El poeta del recital me dejó una nota en la mano
Aquella tarde acepté ser jurado en un certamen de poesía sin sospechar que volvería al hotel con un secreto. No soy el tipo de hombre que se describe musculoso y todo eso. Mido un metro con sesenta, soy moreno claro, algo robusto, llevo barba corta y casi no tengo vello en el pecho. No me considero guapo, pero la gente se ríe con mis chistes y, al final, eso abre más puertas que cualquier portada de revista. Soy bisexual activo, y desde hace años aprendí algo: la apariencia varonil no garantiza nada en la cama.
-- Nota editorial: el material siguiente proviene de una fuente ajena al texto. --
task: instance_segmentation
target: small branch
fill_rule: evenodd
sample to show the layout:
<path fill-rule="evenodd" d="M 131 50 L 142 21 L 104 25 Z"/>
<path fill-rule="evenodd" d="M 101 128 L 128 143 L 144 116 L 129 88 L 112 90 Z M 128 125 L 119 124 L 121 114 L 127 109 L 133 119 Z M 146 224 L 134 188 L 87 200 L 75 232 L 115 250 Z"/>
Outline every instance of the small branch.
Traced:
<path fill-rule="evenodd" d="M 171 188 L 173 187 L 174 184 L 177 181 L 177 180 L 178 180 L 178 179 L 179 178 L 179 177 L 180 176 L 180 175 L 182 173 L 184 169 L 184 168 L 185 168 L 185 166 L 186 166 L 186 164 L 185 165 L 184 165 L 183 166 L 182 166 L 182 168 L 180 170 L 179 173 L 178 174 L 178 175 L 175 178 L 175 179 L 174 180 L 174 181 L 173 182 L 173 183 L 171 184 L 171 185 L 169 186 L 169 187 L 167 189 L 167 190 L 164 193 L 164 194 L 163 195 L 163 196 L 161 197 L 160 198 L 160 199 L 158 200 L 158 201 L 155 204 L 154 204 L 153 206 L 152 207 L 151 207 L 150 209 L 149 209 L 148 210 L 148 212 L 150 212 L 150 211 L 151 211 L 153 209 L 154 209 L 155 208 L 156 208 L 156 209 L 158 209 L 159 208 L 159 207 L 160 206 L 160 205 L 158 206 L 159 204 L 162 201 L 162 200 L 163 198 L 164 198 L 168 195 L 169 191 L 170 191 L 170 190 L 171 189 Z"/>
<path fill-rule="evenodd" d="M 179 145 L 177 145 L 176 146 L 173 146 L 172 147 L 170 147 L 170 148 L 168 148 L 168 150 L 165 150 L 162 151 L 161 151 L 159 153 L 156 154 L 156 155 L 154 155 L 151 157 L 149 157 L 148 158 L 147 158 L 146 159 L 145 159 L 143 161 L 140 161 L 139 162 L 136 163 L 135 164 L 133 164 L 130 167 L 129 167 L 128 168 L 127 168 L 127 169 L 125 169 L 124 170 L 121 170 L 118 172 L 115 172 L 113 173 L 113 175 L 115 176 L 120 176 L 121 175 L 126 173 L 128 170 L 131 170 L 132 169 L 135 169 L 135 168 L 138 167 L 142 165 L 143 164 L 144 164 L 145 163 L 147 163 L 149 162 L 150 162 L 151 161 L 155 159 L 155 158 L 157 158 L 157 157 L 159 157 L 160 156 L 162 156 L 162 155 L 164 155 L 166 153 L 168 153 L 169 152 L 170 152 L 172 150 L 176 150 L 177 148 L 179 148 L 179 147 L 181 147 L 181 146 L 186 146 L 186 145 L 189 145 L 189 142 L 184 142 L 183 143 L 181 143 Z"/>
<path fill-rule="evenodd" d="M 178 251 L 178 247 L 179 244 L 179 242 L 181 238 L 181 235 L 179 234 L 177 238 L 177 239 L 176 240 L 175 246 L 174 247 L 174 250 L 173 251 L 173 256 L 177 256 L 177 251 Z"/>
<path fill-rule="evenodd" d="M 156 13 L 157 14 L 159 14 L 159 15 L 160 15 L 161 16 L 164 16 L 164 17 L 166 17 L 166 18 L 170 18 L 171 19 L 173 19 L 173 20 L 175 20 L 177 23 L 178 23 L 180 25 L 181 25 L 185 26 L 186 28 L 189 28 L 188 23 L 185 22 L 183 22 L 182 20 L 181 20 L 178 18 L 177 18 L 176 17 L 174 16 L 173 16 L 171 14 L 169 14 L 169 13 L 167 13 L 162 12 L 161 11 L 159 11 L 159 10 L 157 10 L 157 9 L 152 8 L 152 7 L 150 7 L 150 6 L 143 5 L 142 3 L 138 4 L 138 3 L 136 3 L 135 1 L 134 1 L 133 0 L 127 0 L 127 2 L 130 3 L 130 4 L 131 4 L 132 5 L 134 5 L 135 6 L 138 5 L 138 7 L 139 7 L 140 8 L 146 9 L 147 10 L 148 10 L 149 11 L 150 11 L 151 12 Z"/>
A veces el más callado, el más serio, el que viste de traje oscuro y habla de versos, es el que te arrastra sin pedirte permiso.
Todo empezó con una invitación a la casa de cultura de un pueblo del sur. Me pidieron que formara parte del jurado calificador porque, según ellos, mi nombre sonaba en los círculos pequeños. Acepté por cortesía. Imaginé una velada aburrida, sillas plegables y café aguado.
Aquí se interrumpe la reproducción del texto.